Céus, deveria ser um número muito grande! Por que eu fui perguntar isso? Por quê?

Não consegui encarar seus olhos, então olhei para o chão e assenti.

— Uma.

Olhei para ele a procura de algum sinal que acusasse que ele estava brincando, mas seu rosto estava sério.

— Espera, você está falando sério?

— Claro que estou.

— Hm, ok — foi só o que eu consegui dizer. Não estava esperando por essa resposta.

— Ela era minha ex — ele explicou. Assenti.

Então ele já teve uma namorada... Quer dizer, eu suspeitava que sim, mas era a primeira vez que ele tocava no assunto. Eu tinha uma pontinha de curiosidade para saber como ela era.

— Nossa, será que eu já encontrei com ela em algum lugar? Ela já pode ter ido à loja onde trabalho. Ou talvez façamos alguma disciplina juntas. Isso seria um pouco constrangedor.

— Tenho certeza que não. Ela não estuda mais aqui faz dois anos. Na verdade, nem mora mais nos EUA.

— Ah, sim.

Sei que estou sendo boba, se ele está comigo agora é porque não sente mais nada por ela, mas mesmo assim me sinto mais aliviada em saber que ela está bem longe daqui. Fiquei curiosa para saber o país, mas resolvi não perguntar. Eu estava evitando falar sobre Will, então acho melhor não falar sobre a tal ex dele também.

— Estou com sede — mudei de assunto. Não era mentira, sentia mesmo minha garganta seca depois de tudo isso. — Vamos até a máquina, quero um suco.

— Você não vai derramar ele propositalmente em mim novamente, não é? — perguntou, fingindo estar preocupado. — Porque eu não tenho uma camiseta reserva hoje.

— Não vou — garanti.

— Ótimo. Porque, caso contrário, eu teria que andar sem camisa por aí. Eu sei que você ia adorar a cena, mas não quero correr o risco de levar uma suspensão.

— Se ache menos, Knight — revirei os olhos. — O mundo não gira ao seu redor.

— Ei!— ele segurou minha cintura, me fazendo girar e ficar de frente para ele. — Mas você tem que admitir que o “mundo Howard” sim.

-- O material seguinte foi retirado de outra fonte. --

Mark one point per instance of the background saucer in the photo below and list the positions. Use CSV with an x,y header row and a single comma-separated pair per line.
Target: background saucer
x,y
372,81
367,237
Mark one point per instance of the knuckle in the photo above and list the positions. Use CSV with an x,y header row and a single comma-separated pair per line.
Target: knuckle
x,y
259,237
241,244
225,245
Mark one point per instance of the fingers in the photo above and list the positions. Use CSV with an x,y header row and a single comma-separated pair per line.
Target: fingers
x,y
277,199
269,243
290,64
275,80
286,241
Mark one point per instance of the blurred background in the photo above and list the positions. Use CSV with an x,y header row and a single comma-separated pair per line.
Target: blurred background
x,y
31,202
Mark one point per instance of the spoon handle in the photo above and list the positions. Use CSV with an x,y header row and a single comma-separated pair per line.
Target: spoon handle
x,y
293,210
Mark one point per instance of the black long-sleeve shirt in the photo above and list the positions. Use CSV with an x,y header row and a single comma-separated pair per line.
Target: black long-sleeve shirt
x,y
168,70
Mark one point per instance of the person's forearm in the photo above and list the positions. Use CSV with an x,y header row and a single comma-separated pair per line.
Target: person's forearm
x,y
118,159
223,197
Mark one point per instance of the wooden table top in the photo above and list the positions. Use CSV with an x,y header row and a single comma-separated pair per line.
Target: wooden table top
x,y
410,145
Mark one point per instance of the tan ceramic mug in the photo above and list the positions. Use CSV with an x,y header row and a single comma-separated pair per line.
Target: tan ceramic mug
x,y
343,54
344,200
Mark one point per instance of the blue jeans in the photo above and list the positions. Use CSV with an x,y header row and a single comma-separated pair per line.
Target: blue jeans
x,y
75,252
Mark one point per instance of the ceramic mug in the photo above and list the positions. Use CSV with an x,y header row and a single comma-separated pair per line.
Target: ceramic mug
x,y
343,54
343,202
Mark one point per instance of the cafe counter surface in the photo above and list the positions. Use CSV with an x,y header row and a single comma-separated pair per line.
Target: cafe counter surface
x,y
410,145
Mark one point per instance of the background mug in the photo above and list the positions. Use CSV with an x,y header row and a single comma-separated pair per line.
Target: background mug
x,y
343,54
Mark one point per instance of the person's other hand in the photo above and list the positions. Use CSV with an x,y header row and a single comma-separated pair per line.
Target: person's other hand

Ele me deu um beijo rápido e depois voltamos a caminhar pelo corredor com as mãos entrelaçadas. Olhei para ele discretamente e não pude deixar de esboçar um pequeno sorriso.

Talvez, Kendall. Talvez.

***

E lá estava eu novamente em um jogo de hóquei.

Dessa vez, não era só Gabe que me fazia companhia. Maddie, Hazel, Kacey e — acreditem se quiser — Avery. Só foi ela me ver conversando com Kacey sobre o jogo que já perguntou se poderia ir junto. Pela cara que Kacey fez quando ela disse isso acredito que não era uma coisa que acontecia todos os dias.

Estávamos todos com as bochechas pintadas, duas listras horizontais, vermelha e amarela, e com os dedos de espuma. Exceto Maddie que estava com uma buzina irritante na mão — ela ficava muito empolgada em jogos, segundo Gabe — e tocava aquilo direto. Quem mais sofria era eu, que estava bem ao seu lado.

Toda vez que eu não entendia um lance, perguntava para Hazel e ela me explicava. Achei melhor não perguntar para Maddie já que ela estava ocupada demais xingando o time adversário. Eles se movimentavam tão rápido que era até difícil de achar os meninos. Mas Hazel me disse o número de cada um: Carlos era o 14 — mas por ser o goleiro era o mais fácil de achar —, Kendall era o 13, Logan o 15, e James o 12.

O primeiro tempo acabou e os Angry Bears estavam ganhando. Aproveitei para ir ao banheiro, pois havia tomado muito refrigerante. Infelizmente, a fila para os banheiros estavam enormes e, quando eu saí, já estava na hora do jogo voltar. Aproveitei e troquei de lugar (se eu ficasse mais um minuto no lado da Maddie iria ficar surda), sentando perto de Kacey e Avery agora. Fiquei surpresa ao perceber que Avery entendia bastante sobre hóquei, quem olhava para ela realmente não dizia isso. Em um determinado momento quando ela estava reclamando, acho que mais para ela mesma, sobre um possível lance ilegal do outro time, eu e Kacey nos entreolhamos e rimos.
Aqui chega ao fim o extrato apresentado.